Dr. Schrad is a Russian Studies expert and has spent extensive time in Sochi. He is also the author of the new book, Vodka Politics: Autocracy and Alcohol in Russia.

Dr. Schrad says:

Many see the Olympics as a symbolic victory for Russia--bolstering the legitimacy of its leader, Vladimir Putin, as a bona fide world leader who has led his country from the precipice of disaster to the cusp of newfound glory. Yet the games have also shone a light into the instruments of autocratic rule in Russia: documentaries highlight the careless expropriation of private lands, slipshod construction, and embezzlement of billions of dollars in producing the most expensive and most corrupt games in Olympic history. Meanwhile, a series of suicide bombings in Volgograd has ordinary Russians and the international community rightly concerned about security during the games, despite the dedication of some 37,000 security agents--more than twice the forces used in London in 2012. While the Olympic venues and facilities promise to be far more secure than any in recent memory, the multitude of "soft targets" around Sochi, the Black Sea coast, and the entire North Caucasus region remain prone to terrorist attacks.
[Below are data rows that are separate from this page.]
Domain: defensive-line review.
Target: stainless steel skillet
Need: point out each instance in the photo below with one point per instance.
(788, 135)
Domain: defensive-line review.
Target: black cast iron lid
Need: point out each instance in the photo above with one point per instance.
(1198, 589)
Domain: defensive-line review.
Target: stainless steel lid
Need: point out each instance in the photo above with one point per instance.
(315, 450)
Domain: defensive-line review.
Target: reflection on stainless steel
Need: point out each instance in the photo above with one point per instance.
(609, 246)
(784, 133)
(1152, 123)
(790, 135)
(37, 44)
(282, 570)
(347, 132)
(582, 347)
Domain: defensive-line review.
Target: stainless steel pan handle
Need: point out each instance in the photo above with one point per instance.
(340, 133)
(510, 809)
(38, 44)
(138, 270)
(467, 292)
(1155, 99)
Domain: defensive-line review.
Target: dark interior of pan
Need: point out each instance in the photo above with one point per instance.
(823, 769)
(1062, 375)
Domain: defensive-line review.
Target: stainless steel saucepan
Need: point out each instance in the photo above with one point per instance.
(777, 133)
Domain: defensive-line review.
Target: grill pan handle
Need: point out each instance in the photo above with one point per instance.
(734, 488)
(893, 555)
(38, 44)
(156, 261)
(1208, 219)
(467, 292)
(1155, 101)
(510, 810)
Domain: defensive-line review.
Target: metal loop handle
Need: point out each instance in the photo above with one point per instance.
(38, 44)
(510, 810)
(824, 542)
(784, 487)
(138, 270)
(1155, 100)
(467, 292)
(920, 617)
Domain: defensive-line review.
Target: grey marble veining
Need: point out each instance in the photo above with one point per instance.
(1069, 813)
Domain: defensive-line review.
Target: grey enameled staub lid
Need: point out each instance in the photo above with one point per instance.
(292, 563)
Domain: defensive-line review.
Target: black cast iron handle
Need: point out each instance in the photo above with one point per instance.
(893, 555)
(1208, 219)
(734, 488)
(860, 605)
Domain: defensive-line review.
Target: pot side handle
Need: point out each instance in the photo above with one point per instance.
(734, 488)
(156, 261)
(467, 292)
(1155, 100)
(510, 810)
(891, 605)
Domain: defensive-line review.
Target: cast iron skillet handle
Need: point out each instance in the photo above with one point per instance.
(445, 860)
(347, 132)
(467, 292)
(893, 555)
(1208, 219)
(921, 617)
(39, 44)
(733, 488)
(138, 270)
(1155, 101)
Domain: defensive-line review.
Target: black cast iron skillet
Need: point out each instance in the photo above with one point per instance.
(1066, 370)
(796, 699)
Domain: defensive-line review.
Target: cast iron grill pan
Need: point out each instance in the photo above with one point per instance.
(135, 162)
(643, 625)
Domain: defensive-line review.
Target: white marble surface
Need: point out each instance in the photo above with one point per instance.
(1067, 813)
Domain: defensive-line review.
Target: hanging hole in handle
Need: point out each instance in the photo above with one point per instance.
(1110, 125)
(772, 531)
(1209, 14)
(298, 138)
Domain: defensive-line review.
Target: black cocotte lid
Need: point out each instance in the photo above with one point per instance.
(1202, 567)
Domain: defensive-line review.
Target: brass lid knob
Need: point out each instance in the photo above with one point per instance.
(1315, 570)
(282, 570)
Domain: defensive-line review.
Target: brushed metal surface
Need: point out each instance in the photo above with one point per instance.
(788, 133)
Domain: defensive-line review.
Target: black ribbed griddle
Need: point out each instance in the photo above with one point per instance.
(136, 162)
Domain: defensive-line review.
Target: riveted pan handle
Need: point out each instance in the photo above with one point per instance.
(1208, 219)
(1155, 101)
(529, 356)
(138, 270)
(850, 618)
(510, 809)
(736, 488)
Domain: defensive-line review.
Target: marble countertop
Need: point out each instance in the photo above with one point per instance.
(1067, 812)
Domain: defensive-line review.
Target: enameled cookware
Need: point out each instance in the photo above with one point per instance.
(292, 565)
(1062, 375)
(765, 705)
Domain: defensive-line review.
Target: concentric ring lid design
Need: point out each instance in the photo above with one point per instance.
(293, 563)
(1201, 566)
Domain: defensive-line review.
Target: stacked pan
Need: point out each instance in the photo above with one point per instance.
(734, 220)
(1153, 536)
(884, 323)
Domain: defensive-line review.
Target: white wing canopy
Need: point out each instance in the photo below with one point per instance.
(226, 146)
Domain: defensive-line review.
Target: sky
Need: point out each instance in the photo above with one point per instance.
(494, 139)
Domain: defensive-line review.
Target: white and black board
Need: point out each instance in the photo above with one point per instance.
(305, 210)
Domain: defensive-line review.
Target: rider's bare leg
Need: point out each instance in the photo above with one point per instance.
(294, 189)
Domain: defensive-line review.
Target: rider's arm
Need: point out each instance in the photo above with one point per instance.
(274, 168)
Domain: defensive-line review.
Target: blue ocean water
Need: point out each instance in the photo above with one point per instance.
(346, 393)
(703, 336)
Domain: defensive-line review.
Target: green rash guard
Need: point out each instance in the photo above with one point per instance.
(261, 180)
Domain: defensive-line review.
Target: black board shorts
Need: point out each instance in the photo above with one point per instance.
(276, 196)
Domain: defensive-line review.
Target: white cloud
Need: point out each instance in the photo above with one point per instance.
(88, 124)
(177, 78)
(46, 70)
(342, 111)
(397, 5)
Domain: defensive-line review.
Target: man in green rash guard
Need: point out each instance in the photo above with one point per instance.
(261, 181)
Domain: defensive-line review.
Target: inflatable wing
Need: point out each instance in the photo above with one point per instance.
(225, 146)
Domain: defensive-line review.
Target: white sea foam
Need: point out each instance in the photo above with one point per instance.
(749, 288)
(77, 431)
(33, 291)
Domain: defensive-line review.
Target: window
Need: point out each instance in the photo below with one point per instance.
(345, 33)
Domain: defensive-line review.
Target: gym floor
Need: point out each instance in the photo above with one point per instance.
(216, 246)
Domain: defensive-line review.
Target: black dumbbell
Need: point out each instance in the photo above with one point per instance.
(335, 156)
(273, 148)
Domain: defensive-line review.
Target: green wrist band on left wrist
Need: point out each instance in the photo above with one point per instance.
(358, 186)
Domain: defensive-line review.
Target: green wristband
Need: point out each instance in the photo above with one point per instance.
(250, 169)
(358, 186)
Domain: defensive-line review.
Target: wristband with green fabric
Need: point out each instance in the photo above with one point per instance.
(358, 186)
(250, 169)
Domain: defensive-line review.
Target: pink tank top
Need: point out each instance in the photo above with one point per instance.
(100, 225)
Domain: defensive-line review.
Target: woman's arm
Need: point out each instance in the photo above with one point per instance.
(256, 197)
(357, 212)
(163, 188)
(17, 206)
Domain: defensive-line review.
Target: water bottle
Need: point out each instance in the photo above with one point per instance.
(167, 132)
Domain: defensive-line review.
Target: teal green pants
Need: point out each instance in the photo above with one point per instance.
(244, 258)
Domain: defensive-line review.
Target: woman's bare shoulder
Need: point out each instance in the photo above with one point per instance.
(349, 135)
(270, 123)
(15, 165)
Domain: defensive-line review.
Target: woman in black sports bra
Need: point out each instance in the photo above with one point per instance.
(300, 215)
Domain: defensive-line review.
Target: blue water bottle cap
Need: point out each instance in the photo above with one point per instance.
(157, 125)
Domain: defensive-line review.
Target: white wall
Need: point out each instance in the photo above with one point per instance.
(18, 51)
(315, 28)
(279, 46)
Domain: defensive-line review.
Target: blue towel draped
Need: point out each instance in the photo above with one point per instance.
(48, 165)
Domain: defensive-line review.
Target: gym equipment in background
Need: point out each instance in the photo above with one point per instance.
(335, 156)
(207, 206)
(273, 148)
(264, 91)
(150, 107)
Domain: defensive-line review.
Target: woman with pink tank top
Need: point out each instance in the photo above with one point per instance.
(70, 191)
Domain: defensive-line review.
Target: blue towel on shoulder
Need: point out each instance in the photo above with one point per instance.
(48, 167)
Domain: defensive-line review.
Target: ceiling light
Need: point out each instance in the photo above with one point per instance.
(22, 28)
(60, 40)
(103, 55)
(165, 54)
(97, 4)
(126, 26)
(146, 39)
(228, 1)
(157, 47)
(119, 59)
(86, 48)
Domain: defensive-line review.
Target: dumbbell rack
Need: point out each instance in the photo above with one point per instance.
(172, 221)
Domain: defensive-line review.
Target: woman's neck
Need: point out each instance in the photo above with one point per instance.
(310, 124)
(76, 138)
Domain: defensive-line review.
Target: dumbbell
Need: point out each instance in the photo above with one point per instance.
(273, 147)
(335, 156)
Dr. Barrett is one of the country's leading experts on the Central Intelligence Agency and national security, and can speak to what U.S. intelligence agencies should be doing in the lead up to the Sochi Olympics.

Dr. Barrett says:

“More sensitive: surely NSA, with its technology, and CIA, with its people, are interested in evaluating what the Russians are and are not doing effectively to uncover terrorists plans and to foil them. The CIA presumably is carrying out a sharing of intelligence with the Russian government. But intel sharing is always a tricky and politicized matter.”